Seattle Cop In Face-Stomp Incident Had History of Police Brutality

By Julianne Hing May 12, 2010

Seattle Police Department officer Mary Woollum was one of the cops who was filmed on April 17 stomping on an uncuffed, unarmed Latino man while her colleague, Officer Shandy Cobane, kicked the man and shouted racial profanities at him. And she had been investigated for police brutality in the past. Yesterday, the FBI announced its Office of Professional Accountability will be looking into the incident. In the video, Shandy Cobane and Mary Woollum, two members from the force’s gang detective unit, kicked the man in the head and knees while he lay facedown on the sidewalk.

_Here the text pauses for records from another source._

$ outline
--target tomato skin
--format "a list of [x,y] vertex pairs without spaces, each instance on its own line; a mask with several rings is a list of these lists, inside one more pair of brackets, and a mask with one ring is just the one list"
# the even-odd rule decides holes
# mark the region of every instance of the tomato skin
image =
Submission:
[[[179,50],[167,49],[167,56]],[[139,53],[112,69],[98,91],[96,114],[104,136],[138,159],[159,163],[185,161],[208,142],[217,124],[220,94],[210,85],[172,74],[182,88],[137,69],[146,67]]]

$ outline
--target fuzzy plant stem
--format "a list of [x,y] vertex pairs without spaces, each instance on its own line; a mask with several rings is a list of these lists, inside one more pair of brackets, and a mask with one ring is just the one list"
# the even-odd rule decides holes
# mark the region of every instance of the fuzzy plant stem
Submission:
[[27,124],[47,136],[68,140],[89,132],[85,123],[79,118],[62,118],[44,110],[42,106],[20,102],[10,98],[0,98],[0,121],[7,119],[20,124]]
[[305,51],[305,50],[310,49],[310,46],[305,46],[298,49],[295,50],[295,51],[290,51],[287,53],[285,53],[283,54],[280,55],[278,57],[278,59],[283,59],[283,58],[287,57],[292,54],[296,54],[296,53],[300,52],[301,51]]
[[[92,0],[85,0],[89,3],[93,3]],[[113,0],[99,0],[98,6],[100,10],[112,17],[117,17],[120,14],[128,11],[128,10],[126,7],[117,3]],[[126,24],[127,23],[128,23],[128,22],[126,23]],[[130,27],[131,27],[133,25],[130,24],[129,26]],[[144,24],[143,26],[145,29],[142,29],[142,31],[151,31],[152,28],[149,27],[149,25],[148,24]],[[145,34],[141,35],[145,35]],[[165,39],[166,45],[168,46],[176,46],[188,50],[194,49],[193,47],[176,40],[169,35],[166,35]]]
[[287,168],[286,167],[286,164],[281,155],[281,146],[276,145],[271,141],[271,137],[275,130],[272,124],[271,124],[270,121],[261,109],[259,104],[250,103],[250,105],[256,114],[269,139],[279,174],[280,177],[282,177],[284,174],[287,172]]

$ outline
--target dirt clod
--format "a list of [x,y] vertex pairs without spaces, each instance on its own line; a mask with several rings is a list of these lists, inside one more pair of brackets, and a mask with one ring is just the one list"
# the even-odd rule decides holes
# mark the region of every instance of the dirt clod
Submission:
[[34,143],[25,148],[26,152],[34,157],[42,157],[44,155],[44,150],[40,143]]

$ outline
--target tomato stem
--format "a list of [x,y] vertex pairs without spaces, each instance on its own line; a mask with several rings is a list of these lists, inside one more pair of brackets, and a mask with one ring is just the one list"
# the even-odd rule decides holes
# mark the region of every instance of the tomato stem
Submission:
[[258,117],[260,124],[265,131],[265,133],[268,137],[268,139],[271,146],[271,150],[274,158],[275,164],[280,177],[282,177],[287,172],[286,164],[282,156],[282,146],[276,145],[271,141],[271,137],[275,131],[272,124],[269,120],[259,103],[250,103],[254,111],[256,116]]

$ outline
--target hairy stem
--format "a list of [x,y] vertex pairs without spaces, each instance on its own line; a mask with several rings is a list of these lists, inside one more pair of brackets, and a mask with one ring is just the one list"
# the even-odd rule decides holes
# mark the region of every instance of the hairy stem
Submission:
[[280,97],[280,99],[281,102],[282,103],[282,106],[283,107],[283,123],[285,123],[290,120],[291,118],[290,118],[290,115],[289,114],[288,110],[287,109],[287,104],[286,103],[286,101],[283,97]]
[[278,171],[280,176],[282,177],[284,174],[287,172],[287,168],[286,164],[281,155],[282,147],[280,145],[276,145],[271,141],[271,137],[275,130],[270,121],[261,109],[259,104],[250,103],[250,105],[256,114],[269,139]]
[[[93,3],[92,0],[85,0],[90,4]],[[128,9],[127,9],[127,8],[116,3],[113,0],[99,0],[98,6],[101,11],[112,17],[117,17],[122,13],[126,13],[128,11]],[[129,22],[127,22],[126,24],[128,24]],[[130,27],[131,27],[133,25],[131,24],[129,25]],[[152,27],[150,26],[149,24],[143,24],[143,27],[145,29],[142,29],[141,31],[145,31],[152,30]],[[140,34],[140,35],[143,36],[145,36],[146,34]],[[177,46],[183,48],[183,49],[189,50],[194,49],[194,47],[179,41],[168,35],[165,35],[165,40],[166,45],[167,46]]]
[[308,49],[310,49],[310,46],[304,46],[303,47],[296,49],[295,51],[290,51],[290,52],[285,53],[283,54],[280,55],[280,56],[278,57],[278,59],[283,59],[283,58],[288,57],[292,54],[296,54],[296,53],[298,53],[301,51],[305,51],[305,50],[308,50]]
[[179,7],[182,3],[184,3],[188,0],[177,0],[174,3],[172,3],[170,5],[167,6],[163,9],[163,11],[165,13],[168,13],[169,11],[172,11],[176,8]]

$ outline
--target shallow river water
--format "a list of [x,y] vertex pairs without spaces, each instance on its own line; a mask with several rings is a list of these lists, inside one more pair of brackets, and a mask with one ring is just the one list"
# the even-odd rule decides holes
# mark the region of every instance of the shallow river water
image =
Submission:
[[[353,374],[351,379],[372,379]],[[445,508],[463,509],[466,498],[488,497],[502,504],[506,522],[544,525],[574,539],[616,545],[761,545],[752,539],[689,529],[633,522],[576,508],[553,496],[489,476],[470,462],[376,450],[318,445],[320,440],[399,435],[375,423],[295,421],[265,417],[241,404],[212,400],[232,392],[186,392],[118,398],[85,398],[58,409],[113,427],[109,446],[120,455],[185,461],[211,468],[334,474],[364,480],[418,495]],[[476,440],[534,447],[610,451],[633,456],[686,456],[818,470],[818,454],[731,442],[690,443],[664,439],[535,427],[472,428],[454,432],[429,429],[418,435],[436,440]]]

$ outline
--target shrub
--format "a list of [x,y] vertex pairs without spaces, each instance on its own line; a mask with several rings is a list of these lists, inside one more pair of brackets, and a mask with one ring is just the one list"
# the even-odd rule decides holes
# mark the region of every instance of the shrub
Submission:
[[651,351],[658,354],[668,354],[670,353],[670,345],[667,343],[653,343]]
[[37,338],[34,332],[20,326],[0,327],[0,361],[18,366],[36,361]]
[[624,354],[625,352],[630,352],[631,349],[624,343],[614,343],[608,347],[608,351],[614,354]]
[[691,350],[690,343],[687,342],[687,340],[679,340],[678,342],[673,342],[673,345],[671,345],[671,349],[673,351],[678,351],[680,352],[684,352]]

Cobane can be heard yelling that he’s going to "kick the f*cking Mexican piss out of you, homey." Officer Woollum’s previous run-in with internal investigations happened in 2003. She was accused with false arrest, battery, assault and violating a man’s civil rights, whose spleen they ruptured in the course of his arrest. Woollum and the three other cops who were with her were eventually cleared by an internal investigation. Today, Woollum is a field training officer. Since the video leaked last week, Cobane’s done a press conference, shed tears on television and apologized profusely. Not for the brutality and unwarranted violence, just for his offensive words. "For me, the question is: Why the tears now? Where were the tears three weeks ago?" said Pramila Jayapal, the executive director of OneAmerica, a Seattle-based community organization. Jayapal said OneAmerica had fought for a new policy last year, a "bright line rule around lying," where a police officer who had lied could be terminated on those grounds alone. But that when it was tested, it proved to be a flawed policy to deal with police accountability. "Either we don’t have enough transparency, or not enough leadership at the top," she said. Many community groups are also pushing for Cobane, who uttered the racist remarks, to be charged with a hate crime.